Danish shipping company Maersk has announced plans to introduce new surcharges starting in June, due to disruptions in trade along the Red Sea.
Since December, Maersk and other shipping companies have been diverting vessels around Africa’s Cape of Good Hope to avoid attacks by Iran-aligned Houthi militants in the Red Sea. This longer route has resulted in increased freight rates.
The ongoing armed conflict between Israel and Hamas-led Palestinian militant groups in the Gaza Strip, which began on October 7, 2023, has exacerbated the situation. In a customer advisory, Maersk updated clients on the disruptions in the Red Sea and what to expect in the coming months, indicating that the disruptions are likely to continue into the third quarter of 2024.
Maersk stated, “As we shared in our 6 May update, the complexity of the situation in the Red Sea and the ripple effects on global supply chains have intensified in recent months. This has caused industry-wide disruptions. We now expect that these disruptions will continue into the third quarter of 2024.”

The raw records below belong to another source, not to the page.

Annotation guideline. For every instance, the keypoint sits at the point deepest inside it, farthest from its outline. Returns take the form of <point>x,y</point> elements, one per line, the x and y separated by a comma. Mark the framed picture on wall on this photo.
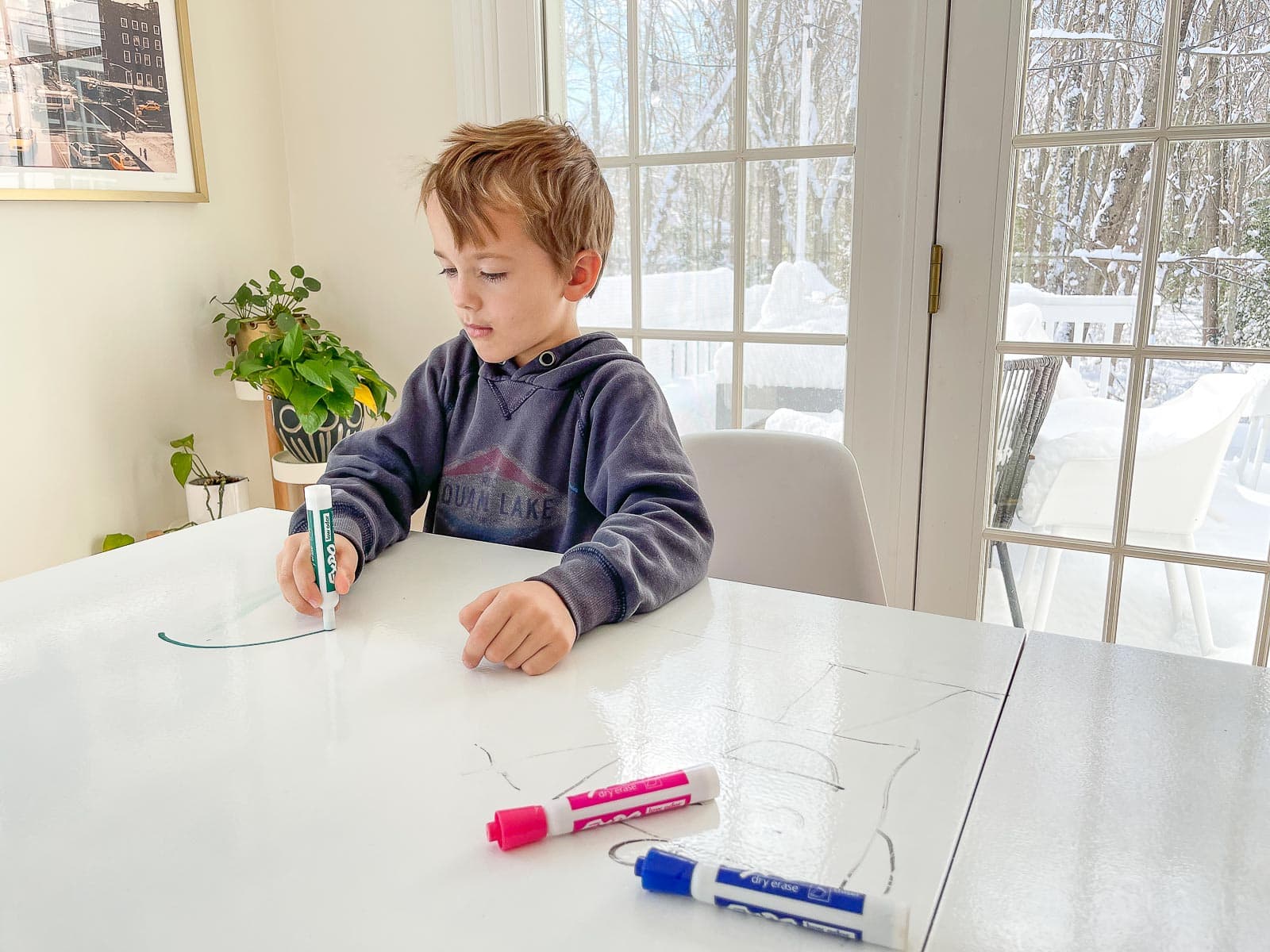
<point>97,102</point>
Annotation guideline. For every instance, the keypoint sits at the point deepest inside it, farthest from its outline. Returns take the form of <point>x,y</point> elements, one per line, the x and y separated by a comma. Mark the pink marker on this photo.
<point>624,801</point>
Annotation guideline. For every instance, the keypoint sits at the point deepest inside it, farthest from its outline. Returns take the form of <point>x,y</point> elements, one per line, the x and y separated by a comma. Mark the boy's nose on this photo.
<point>465,296</point>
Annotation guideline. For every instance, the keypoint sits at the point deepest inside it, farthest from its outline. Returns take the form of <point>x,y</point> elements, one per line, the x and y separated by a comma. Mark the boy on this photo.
<point>521,429</point>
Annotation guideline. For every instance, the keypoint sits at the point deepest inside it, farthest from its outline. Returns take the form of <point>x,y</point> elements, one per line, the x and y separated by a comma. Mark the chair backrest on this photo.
<point>1026,390</point>
<point>789,512</point>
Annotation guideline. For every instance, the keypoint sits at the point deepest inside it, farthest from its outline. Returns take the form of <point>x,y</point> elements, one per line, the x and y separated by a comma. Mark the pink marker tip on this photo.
<point>514,828</point>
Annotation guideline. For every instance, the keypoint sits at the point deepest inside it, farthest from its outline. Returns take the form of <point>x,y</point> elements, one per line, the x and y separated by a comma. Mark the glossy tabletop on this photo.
<point>183,765</point>
<point>1126,806</point>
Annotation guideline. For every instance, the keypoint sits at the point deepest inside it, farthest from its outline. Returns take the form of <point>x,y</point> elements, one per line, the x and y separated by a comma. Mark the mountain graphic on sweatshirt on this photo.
<point>492,493</point>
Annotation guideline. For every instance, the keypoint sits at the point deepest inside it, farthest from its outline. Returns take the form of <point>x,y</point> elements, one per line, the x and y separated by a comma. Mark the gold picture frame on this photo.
<point>78,124</point>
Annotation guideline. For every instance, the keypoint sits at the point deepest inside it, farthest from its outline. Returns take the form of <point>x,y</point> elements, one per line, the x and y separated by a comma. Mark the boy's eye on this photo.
<point>489,277</point>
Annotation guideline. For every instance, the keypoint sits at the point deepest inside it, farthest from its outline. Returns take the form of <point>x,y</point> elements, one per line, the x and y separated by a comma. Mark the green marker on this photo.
<point>321,550</point>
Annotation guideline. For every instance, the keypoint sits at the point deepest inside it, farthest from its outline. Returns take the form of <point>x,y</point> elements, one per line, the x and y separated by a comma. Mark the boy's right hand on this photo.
<point>296,571</point>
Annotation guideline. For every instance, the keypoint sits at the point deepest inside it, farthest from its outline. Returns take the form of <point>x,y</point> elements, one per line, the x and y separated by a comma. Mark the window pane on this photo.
<point>1092,65</point>
<point>798,387</point>
<point>1194,489</point>
<point>595,73</point>
<point>1052,589</point>
<point>804,57</point>
<point>798,245</point>
<point>1189,609</point>
<point>1060,478</point>
<point>1213,283</point>
<point>687,74</point>
<point>1077,243</point>
<point>686,217</point>
<point>686,370</point>
<point>611,305</point>
<point>1223,65</point>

To manage the additional costs, Maersk will temporarily increase some surcharges. “You will see relevant surcharges on your latest invoices, some higher than last month. Please know that we will continue to review the surcharges regularly and keep you updated on changes. You can also find the latest information on our dedicated surcharges page on Maersk.com,” the statement added.
The company explained that the ongoing security issues in the Red Sea are increasing costs related to fuel and additional charter rates due to the longer journey. Additionally, Maersk has increased sailing speeds, leased an additional 125,000 containers, and reorganized its fleet to enhance capacity in response to the current challenges.